Points to note when transferring between limited express trains and local trains

“Nozomi” that connects with “Kodama 707” at Nagoya Station is followed by “Nozomi 213” that arrives at Nagoya Station two minutes later. However, if you select the arrival time of “Nozomi No.213” at Nagoya Station on the page corresponding to the timetable, and look to the right from there, you will not see “Kodama No.707” to transfer. Because “Kodama 707” departs from Tokyo Station first, it is on the far left.
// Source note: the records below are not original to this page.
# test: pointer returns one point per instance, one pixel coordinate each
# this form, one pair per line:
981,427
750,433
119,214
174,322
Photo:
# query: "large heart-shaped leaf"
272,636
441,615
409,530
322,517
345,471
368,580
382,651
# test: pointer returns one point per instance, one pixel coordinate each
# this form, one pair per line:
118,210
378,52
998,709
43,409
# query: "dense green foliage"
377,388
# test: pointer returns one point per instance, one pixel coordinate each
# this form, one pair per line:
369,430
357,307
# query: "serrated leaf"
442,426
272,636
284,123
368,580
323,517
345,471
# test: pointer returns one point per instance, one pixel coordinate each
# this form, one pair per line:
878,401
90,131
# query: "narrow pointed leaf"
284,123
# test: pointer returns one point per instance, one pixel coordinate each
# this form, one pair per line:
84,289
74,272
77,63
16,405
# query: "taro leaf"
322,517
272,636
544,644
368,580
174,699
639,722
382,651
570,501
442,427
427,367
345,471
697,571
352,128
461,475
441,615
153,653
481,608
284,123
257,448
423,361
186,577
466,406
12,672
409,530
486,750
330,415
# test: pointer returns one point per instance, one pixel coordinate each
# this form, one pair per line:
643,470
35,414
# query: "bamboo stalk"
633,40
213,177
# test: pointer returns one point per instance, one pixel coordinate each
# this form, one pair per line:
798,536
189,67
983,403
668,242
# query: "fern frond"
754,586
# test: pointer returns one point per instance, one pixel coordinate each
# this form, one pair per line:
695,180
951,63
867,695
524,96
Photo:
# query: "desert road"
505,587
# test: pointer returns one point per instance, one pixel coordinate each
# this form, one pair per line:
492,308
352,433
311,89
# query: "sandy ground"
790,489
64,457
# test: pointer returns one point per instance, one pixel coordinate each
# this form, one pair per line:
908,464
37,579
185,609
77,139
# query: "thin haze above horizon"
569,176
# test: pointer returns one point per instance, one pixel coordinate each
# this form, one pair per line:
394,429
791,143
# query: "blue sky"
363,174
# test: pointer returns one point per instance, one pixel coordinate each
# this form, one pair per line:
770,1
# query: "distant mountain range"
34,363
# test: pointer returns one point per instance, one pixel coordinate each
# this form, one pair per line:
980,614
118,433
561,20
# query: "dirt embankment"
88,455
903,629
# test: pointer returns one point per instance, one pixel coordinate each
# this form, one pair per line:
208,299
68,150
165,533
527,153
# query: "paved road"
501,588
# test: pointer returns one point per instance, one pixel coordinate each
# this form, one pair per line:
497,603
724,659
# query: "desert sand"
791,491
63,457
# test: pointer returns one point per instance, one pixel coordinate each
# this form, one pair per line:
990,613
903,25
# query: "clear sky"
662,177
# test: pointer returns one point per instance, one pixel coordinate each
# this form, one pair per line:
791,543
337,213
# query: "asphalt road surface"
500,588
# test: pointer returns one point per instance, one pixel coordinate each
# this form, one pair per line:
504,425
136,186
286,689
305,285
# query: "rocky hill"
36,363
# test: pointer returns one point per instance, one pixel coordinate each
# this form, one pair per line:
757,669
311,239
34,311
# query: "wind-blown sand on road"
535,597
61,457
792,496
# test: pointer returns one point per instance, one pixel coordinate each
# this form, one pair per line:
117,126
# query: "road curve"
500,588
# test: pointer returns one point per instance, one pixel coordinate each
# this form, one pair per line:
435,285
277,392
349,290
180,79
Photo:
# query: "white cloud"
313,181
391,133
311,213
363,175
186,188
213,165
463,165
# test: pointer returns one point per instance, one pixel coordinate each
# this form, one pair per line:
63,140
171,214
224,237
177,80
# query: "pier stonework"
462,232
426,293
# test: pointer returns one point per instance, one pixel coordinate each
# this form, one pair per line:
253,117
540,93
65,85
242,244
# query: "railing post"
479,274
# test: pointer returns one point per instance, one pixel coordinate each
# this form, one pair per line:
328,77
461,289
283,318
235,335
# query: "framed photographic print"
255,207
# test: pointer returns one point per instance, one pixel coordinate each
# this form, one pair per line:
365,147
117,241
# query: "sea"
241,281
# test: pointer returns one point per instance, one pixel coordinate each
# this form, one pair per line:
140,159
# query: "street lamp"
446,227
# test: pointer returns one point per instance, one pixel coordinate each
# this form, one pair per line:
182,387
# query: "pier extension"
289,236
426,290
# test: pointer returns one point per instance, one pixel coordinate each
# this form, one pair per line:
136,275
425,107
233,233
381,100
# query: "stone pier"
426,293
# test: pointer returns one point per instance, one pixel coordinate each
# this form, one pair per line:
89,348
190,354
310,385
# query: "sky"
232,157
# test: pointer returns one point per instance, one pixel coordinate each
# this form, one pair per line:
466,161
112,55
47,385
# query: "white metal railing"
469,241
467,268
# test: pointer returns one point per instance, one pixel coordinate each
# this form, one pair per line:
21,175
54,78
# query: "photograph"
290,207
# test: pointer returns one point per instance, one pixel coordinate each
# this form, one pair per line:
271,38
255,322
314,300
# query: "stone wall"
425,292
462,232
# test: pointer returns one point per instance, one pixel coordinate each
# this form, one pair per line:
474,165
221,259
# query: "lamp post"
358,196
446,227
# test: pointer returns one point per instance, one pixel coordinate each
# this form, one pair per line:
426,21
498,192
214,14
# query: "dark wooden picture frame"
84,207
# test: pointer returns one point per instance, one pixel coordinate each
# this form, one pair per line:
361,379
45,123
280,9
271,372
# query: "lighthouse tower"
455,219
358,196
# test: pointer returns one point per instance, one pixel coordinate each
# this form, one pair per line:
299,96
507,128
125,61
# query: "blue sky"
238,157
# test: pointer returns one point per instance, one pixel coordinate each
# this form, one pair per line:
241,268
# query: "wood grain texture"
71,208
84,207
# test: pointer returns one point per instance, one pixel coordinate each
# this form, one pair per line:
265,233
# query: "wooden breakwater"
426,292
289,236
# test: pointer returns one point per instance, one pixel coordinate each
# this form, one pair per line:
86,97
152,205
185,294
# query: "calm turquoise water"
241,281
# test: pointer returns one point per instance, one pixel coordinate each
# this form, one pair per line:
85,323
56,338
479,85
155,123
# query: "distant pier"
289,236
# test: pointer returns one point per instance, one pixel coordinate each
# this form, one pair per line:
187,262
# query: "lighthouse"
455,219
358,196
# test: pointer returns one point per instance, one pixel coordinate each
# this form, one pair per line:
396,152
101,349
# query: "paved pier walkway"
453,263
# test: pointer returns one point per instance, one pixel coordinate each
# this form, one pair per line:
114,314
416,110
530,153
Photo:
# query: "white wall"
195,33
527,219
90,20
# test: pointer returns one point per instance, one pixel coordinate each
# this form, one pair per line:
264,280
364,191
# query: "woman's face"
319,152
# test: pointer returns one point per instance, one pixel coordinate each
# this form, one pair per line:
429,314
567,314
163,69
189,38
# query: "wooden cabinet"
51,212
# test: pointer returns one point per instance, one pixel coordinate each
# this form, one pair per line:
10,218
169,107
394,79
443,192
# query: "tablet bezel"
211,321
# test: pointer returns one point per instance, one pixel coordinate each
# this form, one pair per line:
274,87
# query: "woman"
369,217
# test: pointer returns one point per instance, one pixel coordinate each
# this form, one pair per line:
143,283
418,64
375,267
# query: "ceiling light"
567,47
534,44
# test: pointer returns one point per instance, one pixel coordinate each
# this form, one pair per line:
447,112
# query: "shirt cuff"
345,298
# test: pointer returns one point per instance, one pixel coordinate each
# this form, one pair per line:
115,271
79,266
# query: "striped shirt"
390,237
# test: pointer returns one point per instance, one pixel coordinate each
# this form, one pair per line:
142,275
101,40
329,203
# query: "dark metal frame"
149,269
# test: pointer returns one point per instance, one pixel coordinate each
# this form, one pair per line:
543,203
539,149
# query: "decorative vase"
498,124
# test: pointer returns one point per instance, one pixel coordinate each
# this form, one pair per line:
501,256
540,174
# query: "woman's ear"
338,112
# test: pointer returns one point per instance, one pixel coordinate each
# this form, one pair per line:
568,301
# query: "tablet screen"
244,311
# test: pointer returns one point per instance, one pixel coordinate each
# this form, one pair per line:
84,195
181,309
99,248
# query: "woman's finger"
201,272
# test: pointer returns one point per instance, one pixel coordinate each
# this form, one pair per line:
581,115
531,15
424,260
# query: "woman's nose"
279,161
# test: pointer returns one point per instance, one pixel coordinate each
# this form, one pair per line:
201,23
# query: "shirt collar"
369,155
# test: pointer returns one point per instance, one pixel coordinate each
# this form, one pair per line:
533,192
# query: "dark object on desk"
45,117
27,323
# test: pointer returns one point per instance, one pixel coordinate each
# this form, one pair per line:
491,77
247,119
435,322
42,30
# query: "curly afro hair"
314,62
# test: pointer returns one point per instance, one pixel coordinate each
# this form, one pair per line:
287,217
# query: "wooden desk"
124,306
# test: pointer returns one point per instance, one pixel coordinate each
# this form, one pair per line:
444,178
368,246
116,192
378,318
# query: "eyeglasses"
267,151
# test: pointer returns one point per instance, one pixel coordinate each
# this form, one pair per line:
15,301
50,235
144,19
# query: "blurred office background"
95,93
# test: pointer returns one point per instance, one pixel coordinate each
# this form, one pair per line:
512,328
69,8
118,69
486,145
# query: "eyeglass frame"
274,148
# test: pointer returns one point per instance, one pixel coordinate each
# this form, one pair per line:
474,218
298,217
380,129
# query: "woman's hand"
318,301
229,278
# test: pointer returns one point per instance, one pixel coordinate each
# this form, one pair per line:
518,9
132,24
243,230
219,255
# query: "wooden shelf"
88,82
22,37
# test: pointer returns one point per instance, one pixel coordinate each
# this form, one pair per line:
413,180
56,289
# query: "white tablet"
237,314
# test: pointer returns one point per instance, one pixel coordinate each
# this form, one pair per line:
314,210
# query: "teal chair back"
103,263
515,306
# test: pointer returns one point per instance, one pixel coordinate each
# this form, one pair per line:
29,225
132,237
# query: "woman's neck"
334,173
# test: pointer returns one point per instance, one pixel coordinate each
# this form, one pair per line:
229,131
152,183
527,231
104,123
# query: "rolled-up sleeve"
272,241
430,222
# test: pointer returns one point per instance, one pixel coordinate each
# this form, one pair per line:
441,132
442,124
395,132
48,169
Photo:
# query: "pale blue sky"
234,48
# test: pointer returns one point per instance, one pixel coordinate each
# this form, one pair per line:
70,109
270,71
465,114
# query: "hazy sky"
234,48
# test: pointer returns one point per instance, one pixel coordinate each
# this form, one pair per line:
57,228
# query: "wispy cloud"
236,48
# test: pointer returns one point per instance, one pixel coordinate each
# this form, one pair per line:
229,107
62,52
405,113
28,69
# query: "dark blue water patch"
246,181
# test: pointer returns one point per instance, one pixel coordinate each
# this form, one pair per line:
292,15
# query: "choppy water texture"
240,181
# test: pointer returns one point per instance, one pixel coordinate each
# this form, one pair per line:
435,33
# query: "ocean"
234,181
In other words, if you want to transfer from Nozomi to Kodama at one of the stations en route, you may miss the transfer train if you don’t look left and right on the line at the transfer station. Conversely, when transferring from “Kodama” to “Nozomi”, just check the time on the right side of the transfer station. This is because the echo did not catch up to the train ahead.

However, a well-connected tram is not always nearby, and depending on the situation, it may appear on the next page. For example, in the previous example, if “Kodama 709” arriving at Nagoya Station from 11:06 is changed to “Nozomi” below. None of the trains listed above operate after 11:06. Because it will come later.

The situation is similar when returning from the arrival station to determine the train. For example, if you want to arrive at Gifu Hashima at 11:00, Kodama 707 will arrive at 10:58, just right.

However, when you search for the outbound “Nozomi” that connects to “Kodama 707” at Nagoya Station, even if you look at the left column of “Kodama 707” in the line at Nagoya Station, the connecting train does not appear. As I listed earlier, the Nozomi 213 that was just connected is on the far right.

The Tokaido Shinkansen is a rather extreme example. However, if express trains are mixed with ordinary trains, it is also possible that a similar situation will occur, but to a lesser extent. “When looking for a connecting partner on a paper timetable, check both left and right extensively.”